Taiwan's central bank surprised the world on Thursday by cutting rates for the first time in five years and establishing a potential peak to its tightening cycle. The 12.5 basis point cut brings its benchmark discount rate to 3.5%, and comes after raising rates in the previous sixteen consecutive policy meetings since 2004 to quell inflationary pressures from rising oil and food prices. (Shaded area is recession in Taiwan.)
In the official statement, Taiwan's central bank explained, "As the risk of a slowing economy has risen and inflationary pressures are easing, we have decided to cut interest rates." Fortunately, the committee had both the CPI reading and industrial production (IP) levels from the month of August in making its decision.
A quick gander at the IP trend (see chart below) would certainly have us jumping aboard the cutting bus, keeping in mind that industry accounts for over one-quarter of the country's total economic activity. (Also please keep in mind that this manufacturing powerhouse produces 80% of the world's motherboards and 40% of the world's flat-panel displays. The latest reading for August export orders was not good, and part of the slowdown in IP is a direct result of the world economy demanding less of Taiwan's integral computer and electronic hardware. August export orders rose yoy at the slowest pace in more than five years, and fell for the first time in six years to Taiwan's largest export market - China.)

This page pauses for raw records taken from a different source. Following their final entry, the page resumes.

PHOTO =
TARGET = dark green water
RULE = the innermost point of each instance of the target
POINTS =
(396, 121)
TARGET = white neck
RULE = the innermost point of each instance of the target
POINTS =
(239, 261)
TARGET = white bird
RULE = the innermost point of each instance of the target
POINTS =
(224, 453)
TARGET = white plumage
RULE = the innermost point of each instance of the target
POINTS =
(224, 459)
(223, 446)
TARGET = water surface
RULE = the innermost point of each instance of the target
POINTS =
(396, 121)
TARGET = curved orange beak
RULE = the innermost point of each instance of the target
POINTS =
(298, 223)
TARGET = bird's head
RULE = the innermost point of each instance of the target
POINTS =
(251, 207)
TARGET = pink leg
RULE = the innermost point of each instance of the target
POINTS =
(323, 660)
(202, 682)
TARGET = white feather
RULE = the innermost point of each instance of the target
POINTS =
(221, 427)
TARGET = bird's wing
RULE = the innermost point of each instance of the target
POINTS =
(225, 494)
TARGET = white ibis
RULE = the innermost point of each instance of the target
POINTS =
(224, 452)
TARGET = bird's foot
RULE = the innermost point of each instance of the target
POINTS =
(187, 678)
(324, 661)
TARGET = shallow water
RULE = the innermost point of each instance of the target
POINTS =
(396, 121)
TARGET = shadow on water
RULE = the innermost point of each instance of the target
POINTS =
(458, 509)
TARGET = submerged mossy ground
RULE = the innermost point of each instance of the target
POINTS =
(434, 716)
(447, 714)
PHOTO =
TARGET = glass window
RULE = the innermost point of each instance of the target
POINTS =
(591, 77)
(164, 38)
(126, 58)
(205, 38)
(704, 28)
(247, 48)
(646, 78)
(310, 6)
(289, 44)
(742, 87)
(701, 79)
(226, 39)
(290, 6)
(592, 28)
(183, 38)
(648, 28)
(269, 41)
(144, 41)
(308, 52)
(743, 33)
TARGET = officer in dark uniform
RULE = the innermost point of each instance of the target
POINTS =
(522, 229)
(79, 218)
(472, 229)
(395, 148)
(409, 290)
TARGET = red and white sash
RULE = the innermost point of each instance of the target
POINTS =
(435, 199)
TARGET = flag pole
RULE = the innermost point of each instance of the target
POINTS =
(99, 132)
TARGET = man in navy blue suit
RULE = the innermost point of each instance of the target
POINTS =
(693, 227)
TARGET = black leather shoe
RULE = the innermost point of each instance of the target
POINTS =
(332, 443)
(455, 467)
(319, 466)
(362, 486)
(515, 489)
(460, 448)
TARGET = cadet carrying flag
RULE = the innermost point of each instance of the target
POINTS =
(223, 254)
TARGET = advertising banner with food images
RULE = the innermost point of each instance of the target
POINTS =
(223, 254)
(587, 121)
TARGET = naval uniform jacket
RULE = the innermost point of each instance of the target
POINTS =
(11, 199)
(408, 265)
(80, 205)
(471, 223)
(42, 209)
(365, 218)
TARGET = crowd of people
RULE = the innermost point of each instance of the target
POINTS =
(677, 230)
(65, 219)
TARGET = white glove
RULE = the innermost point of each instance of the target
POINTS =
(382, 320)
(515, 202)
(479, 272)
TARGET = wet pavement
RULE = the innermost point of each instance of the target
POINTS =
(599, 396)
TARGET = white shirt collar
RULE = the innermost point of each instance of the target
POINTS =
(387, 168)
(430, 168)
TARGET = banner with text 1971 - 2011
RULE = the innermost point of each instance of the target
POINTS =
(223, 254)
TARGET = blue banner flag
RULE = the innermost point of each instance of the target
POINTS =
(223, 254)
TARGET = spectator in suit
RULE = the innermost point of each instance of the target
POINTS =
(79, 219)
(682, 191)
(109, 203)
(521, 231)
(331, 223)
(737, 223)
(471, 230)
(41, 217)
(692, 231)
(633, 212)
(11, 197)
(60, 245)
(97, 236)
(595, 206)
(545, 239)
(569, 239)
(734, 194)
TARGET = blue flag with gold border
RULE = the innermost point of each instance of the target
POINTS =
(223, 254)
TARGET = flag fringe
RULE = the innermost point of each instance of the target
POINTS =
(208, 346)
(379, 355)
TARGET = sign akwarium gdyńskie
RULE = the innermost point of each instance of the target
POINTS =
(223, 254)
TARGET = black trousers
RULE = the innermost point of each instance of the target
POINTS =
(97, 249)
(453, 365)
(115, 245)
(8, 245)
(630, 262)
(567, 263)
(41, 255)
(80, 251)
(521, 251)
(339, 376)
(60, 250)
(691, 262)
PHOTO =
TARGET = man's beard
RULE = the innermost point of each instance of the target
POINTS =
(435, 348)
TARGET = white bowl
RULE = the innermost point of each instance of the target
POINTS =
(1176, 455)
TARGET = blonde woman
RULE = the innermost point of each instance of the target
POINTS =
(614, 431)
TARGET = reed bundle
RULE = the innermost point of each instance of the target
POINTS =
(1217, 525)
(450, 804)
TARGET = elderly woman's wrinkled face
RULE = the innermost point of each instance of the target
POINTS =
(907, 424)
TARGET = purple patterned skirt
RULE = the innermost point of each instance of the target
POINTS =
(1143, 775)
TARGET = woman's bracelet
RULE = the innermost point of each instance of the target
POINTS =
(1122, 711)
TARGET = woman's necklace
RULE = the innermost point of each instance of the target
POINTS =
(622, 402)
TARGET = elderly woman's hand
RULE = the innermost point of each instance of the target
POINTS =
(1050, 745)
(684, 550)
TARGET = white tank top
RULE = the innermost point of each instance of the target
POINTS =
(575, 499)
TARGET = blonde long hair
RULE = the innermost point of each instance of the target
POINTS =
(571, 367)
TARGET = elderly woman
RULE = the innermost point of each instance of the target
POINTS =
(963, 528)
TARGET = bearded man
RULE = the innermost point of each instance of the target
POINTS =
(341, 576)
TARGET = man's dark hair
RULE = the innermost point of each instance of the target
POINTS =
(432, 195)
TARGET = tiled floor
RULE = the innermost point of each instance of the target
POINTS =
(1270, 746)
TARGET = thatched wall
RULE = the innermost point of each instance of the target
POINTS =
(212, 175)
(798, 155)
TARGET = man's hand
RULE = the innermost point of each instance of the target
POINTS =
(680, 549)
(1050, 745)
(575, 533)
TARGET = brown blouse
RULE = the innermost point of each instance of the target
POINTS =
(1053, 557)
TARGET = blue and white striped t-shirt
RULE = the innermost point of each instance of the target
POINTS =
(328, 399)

However, the August CPI reading is not so convincing. Consumer price inflation reached a 14-year high in July of 5.93% from a year earlier. August's reading of 4.78% is an obvious improvement but certainly nothing to write home about - and especially nothing to cut rates over. We would have expected the experts to wait for further inflation data to avoid the mistake of calling a false peak, especially given the resiliency of crude and food prices throughout this global slowdown.